We then choose a pooling function, for instance, the mean polling 
$$
u:=P_{mean}(H) = \frac{1}{\sum_{l=1}^L m_l}\sum\limits_{l=1}^L m_lh_l\; , 
$$
where $m_l$ is the "anti-padding-indicator" so that $m_l=1$ if position l is NOT a padding, and $0$ otherwise. 
There are otherwise pooling functions, for instance, we may simply choose $h_{CLS}=h_1$ as the pooling (this is called the CLS pooling). 

Above will embed sentence $s$ to be a vector $u$. 

I practice, SBert needs some kind of human (or outside) intervention to inform of what sentences are similar (or even a continuous quantitative value indicating how much are two sentences similar to each other). 
After the similarity information is provided, the goal is to "drag" similar sentences "closer" by training both the encoder, and the pooling function. 

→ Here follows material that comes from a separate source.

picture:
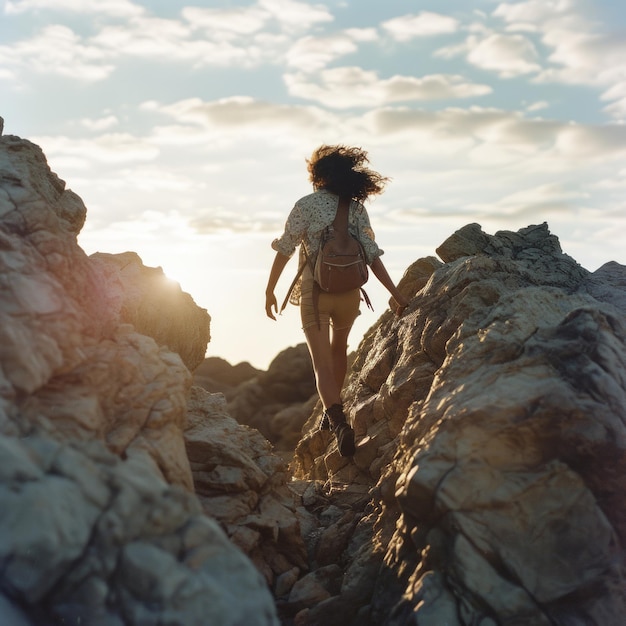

We will provide an example of this with the **Triplet Loss**: Consider given similarity information so that $s$ is similar to $s_+$ but not similar to $s_-$, we then can define the Triplet loss (to be minimized)
$$
\mathcal{L}_{triplet}:=max[\gamma - cos(f(s), f(s_+)) + cos(f(s), f(s_-)), 0]\;, 
$$
where $f$ is the embedding function (including the encoder and the pooling), and $\gamma>0$ is some chosen constant. This loss, if minimized, can promote similarity and demote anti-similarity.